How that rolls out in the industry – and how it’s accepted by a variety of growers – isn’t clear.
Trizna said that while many organic farmers do have some basic mechanical harvesting equipment, the technology doesn’t always work well in a variety of environments.
“Being reliant on the equipment is part of our food system,” she said. “Work has to be done to make that equipment accessible and to have some ability to work in different environments.
“I think that the next 20 years will be really important for our food system, and for every farmer,” she said. “I’m hoping soil technology will be done in a way that will benefit farmers and not necessarily benefit corporations,” she said.
Finding a place
Slaughter used an example from history to illustrate how different technologies can come together to change the industry. Two decades of research into a new variety of processing tomato that would ripen at a uniform time and detach well from the plant, and another decade of research into a mechanical harvester, prepared growers for the end of the Bracero labor program in 1964.
“The successes are when we can bring a multi-disciplinary approach,” he said.
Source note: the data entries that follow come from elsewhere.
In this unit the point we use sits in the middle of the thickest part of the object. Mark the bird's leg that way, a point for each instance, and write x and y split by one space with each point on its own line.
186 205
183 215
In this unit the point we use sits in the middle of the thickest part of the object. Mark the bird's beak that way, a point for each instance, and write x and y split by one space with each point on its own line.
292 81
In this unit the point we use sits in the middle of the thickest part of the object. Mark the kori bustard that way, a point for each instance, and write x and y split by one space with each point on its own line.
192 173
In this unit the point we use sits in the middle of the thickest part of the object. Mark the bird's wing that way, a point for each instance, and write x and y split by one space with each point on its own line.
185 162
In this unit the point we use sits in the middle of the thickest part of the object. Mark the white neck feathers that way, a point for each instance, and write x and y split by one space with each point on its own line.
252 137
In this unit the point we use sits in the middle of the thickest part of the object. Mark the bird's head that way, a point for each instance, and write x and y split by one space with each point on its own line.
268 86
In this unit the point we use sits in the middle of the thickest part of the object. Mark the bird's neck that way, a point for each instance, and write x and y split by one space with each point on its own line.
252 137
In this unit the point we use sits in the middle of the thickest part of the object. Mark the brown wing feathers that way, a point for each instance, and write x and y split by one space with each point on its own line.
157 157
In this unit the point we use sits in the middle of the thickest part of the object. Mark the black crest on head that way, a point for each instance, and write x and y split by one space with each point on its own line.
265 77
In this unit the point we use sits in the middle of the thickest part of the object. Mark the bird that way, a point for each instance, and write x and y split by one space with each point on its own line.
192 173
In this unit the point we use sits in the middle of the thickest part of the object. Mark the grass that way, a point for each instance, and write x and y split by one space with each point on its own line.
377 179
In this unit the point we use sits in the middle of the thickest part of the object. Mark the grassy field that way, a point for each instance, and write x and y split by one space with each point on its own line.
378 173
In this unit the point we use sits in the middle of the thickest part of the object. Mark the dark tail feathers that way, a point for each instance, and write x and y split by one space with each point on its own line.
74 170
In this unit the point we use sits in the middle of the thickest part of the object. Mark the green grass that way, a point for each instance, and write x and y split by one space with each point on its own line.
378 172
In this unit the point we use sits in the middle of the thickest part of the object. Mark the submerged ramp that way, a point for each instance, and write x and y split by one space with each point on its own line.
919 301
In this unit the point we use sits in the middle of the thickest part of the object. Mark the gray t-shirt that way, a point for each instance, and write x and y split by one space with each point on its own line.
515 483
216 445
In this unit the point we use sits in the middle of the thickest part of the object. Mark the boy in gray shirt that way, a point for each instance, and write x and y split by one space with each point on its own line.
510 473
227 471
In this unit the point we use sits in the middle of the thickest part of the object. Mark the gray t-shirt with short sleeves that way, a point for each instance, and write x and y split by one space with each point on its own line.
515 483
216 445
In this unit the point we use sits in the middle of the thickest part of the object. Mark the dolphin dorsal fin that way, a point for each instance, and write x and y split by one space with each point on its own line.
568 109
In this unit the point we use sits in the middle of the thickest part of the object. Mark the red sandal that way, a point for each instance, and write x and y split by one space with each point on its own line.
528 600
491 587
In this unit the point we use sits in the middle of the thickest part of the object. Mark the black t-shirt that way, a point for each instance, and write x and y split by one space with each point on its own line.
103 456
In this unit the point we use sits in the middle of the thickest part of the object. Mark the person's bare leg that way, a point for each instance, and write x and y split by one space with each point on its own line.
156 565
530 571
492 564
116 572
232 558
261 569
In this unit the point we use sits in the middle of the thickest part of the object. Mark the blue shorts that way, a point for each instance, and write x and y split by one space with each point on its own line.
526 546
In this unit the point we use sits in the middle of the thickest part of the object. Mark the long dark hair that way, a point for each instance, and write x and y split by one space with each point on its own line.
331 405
Trizna, the organic grower, expressed a concern that organic growers and ecological concerns not be left out of future research.
“I would hope that in the next 20 years, people are really looking more closely at organic and doing research into organic, and not just doing research for products, but doing research for the soil,” Trizna said.
Burrus believes the future will bring “continued growth in organics” but also “a new definition of what organic culture will be.”
“Try to learn from bigger operators,” he said. “Try to do some of what they do.”
Uldrich said growers shouldn’t be afraid of the future.
“I don’t want anyone to think the future of the vegetable industry is just going to be controlled by one or two global conglomerates who can afford the robotic technology and the data and all of this,” he said.
Customers will likely still value food grown locally with high quality.
“I think people are going to want to purchase food that is grown by their friends and their neighbors,” Uldrich said.